My Thoughts on “This Is Your Brain On Music“
By Marius Loch
Intro
Daniel J. Levitin started his career as record producer and sound engineer while being a musician himself. He later turned into a neuroscientist specializing in music perception and cognition. In his book “This Is Your Brain on Music: The Science of a Human Obsession“(2006) he combines the fields music and neuroscience to give an overview to the layperson, exploring the connection between the subjects. After an introduction to some musical basics (which reanimated many forgotten memories from my high school music classes) he talks about why we like music and what we like in music (much is about fulfilling and violating expectations) and why we like what we like (we mostly acquire our musical taste in our childhood). In the later chapters he discusses musical expertise, always stressing the point that everyone is somehow an expert in music as there are different kinds of expertise. The last chapter is about where music comes from from an evolutionary point of view.
Fluid and crystallized intelligence
Another memory from my time in high school was evoked when Levitin writes about categorization and how our music memory works. In my philosophy class (in the book cognitive psychology is referred to as “empirical philosophy”) in 11th grade we had a guest speaker: Prof. G. Curio, a neuroscience professor from Charite Berlin. He gave a class about freedom of will and within talked about the difference in intelligence between young and older people: he claimed younger people have a “fluid intelligence”, enabling them to quickly pick up new skills and solve problems. Adults on the contrary have a “crystallized intelligence”, they have a structured framework of knowledge based on experience and prior learning; it becomes more difficult to pick up things in a new field, but easier to apply existing knowledge or to classify objects within our developed framework. I remember how I liked the idea how we developed a structure of our world and sort new information into that structure.

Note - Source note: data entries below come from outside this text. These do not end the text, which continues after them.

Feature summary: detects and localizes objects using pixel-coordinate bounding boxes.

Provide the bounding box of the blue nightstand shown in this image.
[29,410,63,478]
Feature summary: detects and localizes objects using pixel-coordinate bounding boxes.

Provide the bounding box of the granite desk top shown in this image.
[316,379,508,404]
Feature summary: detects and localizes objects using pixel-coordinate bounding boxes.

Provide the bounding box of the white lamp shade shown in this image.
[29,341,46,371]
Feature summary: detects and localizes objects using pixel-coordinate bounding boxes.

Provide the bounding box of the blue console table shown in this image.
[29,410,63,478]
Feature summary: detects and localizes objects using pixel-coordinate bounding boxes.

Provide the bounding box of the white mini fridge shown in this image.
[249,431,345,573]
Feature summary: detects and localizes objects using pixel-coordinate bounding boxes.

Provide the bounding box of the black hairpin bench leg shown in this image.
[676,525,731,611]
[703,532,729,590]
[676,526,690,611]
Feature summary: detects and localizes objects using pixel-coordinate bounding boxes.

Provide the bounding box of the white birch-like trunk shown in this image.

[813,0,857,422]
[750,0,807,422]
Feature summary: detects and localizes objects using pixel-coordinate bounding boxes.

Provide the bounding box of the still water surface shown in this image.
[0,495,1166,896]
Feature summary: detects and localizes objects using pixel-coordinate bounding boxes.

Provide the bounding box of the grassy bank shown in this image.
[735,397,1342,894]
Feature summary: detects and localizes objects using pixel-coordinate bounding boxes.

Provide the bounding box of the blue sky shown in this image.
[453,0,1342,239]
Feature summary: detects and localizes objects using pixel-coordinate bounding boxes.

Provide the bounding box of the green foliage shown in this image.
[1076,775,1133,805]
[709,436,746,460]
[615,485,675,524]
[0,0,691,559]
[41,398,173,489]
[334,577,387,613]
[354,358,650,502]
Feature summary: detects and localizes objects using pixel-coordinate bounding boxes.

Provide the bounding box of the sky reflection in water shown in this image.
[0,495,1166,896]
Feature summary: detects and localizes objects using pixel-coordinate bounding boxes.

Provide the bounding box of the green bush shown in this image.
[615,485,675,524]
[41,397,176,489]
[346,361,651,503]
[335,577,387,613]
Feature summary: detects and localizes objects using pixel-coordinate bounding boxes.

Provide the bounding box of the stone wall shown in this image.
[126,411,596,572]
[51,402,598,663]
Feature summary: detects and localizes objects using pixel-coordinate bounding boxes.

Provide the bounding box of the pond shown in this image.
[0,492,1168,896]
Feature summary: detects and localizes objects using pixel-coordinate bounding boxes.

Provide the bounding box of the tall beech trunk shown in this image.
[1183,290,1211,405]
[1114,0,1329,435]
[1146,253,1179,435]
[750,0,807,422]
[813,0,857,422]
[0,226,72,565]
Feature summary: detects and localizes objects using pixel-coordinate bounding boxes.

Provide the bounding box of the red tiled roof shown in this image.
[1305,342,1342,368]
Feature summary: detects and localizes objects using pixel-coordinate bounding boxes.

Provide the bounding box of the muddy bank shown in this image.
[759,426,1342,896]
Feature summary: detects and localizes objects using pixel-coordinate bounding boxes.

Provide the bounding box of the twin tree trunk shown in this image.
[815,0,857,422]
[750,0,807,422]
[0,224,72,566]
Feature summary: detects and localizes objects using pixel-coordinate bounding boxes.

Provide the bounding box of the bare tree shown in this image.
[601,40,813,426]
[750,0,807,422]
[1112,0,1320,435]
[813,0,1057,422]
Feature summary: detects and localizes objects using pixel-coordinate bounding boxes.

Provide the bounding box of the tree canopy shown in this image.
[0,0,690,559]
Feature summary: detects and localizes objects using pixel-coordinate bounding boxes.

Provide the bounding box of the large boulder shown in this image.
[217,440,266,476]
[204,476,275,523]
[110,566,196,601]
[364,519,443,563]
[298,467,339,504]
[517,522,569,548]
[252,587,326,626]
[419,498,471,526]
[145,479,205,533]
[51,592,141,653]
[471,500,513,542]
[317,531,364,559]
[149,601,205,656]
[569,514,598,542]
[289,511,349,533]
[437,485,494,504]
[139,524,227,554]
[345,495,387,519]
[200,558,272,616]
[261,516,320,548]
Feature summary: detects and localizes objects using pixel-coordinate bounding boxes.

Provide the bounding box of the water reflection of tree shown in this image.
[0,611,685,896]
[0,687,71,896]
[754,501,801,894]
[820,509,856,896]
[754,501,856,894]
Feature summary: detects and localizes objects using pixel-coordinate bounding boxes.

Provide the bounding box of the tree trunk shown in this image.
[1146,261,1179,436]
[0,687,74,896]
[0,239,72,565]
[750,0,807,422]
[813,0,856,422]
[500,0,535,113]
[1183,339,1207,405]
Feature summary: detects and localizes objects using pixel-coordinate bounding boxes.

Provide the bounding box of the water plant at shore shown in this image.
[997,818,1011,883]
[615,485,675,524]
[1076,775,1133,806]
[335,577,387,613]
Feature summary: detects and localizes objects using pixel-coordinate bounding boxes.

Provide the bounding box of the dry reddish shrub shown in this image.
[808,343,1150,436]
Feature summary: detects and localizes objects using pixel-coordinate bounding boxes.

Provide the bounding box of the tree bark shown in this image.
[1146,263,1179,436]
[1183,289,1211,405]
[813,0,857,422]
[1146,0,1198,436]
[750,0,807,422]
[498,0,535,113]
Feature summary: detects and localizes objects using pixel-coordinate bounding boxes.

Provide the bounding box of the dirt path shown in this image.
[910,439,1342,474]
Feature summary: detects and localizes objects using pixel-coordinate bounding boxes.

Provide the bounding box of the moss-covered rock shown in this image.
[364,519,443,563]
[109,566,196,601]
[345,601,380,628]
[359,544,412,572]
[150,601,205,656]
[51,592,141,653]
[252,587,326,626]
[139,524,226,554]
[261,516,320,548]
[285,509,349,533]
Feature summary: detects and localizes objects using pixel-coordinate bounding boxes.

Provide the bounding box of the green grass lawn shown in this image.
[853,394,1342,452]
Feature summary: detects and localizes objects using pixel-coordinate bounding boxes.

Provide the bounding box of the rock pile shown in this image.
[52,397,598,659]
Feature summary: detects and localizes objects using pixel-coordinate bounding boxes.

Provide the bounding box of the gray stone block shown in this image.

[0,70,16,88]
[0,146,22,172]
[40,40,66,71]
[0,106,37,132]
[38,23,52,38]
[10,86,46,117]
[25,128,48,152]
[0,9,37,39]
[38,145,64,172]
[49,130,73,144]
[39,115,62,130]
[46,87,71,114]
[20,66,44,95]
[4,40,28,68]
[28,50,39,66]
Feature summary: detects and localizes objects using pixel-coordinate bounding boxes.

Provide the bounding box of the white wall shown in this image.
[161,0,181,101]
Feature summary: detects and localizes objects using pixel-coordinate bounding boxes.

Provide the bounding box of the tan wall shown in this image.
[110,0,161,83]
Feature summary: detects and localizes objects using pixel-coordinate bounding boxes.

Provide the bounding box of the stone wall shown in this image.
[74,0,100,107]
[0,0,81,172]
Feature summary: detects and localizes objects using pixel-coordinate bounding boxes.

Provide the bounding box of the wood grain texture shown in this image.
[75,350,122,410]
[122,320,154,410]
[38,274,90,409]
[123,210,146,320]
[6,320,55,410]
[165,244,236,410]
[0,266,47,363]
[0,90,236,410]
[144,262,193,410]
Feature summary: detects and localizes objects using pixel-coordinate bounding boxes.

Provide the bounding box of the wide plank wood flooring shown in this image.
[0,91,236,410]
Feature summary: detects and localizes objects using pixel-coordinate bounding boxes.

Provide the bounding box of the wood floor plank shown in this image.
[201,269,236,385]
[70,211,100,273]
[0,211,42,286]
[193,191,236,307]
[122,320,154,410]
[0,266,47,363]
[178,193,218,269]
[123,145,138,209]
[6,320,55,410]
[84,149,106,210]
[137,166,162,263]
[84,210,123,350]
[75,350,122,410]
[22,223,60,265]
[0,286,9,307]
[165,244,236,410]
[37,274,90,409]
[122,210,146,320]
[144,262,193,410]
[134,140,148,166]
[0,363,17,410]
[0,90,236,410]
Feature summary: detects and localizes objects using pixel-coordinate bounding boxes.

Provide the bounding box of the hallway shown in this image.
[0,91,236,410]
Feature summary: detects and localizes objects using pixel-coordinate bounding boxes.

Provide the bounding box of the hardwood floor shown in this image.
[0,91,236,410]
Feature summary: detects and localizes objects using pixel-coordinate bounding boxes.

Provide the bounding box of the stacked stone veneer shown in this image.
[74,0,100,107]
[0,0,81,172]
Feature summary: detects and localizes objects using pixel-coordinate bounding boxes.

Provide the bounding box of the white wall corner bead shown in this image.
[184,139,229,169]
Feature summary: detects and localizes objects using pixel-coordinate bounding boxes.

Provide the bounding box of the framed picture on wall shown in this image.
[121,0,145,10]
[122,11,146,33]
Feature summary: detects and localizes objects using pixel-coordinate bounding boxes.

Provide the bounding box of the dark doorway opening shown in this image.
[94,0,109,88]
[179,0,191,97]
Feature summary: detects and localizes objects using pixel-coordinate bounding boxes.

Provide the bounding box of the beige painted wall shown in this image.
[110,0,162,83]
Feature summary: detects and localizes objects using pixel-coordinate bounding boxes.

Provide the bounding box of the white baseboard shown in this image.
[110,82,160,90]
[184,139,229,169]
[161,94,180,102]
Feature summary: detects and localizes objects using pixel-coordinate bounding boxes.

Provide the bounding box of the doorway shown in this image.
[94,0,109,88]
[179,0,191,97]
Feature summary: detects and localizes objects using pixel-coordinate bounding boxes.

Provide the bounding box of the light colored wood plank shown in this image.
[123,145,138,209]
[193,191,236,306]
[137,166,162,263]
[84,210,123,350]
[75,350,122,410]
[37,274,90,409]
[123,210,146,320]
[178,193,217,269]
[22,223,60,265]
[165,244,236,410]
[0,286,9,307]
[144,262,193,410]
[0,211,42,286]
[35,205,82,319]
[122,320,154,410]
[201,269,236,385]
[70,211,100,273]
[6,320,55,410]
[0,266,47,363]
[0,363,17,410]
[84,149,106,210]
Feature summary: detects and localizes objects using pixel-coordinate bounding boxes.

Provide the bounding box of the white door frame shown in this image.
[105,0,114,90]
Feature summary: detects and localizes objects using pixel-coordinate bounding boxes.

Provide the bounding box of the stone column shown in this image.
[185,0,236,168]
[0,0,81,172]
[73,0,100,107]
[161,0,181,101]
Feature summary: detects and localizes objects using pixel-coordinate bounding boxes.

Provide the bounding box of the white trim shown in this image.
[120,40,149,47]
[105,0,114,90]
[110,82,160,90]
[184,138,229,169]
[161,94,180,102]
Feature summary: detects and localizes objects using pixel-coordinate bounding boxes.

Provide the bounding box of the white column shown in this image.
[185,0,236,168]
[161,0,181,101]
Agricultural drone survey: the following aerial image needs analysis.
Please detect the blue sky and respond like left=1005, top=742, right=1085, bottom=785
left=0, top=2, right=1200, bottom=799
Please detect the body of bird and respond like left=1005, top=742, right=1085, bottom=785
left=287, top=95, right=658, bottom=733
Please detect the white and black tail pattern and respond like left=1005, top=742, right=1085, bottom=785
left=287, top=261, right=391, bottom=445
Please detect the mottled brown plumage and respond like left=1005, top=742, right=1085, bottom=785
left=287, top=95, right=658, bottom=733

This correlates to much from Levitin’s book. In the chapter “Anticipation” he tells us how we build our frameworks: “An important way that our brain deals with standard situations is that it extracts those elements that are common to multiple situations and creates a framework within which to place them; this framework is called a schema” (p.115). He claims we have musical schemas as well for all kind of things: styles and eras, certain bands, artist and genres, covering rhythms, chords, typical motifs and sequence, etc. -‐ we learn what the “legal moves in the music of our culture” are. The author also describes how these schemas are developed mostly in our youth: we start already prenatal, in the womb of our mothers. By the age of two children start to show preference towards the music of their culture (p. 230), then the age ten to eleven becomes a turning point when all children start to care about music, even those who didn’t care so far (p. 231). The most influential period is the age around fourteen when teenagers start their “emotional self-‐discovery” and use music as social identification (p. 231). By the age of twenty
the brain is mostly “finished” and it becomes seemingly more difficult to learn new skills (p. 233) – also our framework for music is mostly set. This framework (and the containing schemas) describe how we think music has to be and what its “legal moves” are – these are our expectations towards music. As the author goes on and points out several times in the book, we like music that fulfills our expectations, but violates them every now and then: “The thrills, chills, and tears we experience from music are the result of having our expectations artfully manipulated by a skilled composer and the musicians who interpret that music. […] The setting up and then manipulating of expectations is the heart of music.” If it is too simple we perceive it as boring; if it is too complex we can’t find any structure or familiarity and don’t like it (p. 235). The terms simple and complex of course depend on our framework and how advanced it is in a particular style or genre.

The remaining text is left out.